The data content is stored and retrieved through a simple put and get interface, much like how RESTful would do it. From the article in ReadWriteWeb, here’s how Dynamo works:

  • Physical nodes are thought of as identical and organized into a ring.
  • Virtual nodes are created by the system and mapped onto physical nodes, so that hardware can be swapped for maintenance and failure.
  • The partitioning algorithm is one of the most complicated pieces of the system, it specifies which nodes will store a given object.
  • The partitioning mechanism automatically scales as nodes enter and leave the system.
  • Every object is asynchronously replicated to N nodes.
  • The updates to the system occur asynchronously and may result in multiple copies of the object in the system with slightly different states.
  • The discrepancies in the system are reconciled after a period of time, ensuring eventual consistency.
  • Any node in the system can be issued a put or get request for any key

The Dynamo architecture addresses the CAP Theorem well. It is highly available, where nodes, either physical or virtual,  can be easily swapped without affected the storage services. It is also high performance, nodes (again physical or virtual) can be added to boost the performance. The high performance and highly available components addresses the “A” piece of CAP.

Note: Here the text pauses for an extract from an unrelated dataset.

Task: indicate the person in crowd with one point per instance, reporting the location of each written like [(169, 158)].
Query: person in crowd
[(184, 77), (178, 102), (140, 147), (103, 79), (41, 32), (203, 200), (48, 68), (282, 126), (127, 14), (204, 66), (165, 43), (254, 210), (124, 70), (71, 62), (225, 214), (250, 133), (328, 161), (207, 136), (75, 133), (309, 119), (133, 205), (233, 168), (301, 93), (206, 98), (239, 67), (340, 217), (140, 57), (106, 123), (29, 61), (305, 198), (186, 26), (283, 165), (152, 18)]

Its distributed nature also allows it to scale to billions and billions of data objects and hence meets the “P” requirement of CAP. The Partitioning Tolerance is definitely there.

However, as stated by CAP Theorem, you can’t have all 3 happening at the same time. Therefore, the “C” or Consistency piece of CAP has to be compromised. That is why Dynamo has been labeled an “eventually consistency” storage system.

As data is stored into ADSS, the changes of the data is propogated and will be asynchronously replicated to other nodes in the system, eventually making all the data objects and its value consistent. However, given the speed of things in cyberspace and the nature of most Cloud Computing services, the consistency piece could be difficult to accomplish and that is OK because in most of the transactions that are distributed, inconsistency is acceptable.

So that’s a bit about the Amazon Dynamo. Alas, we may never get our grubby hands on this piece of cool data storage and management technology, but knowing that Dynamo is powering AWS and its business is an eye-opener for us into the realm of a new technology evolution.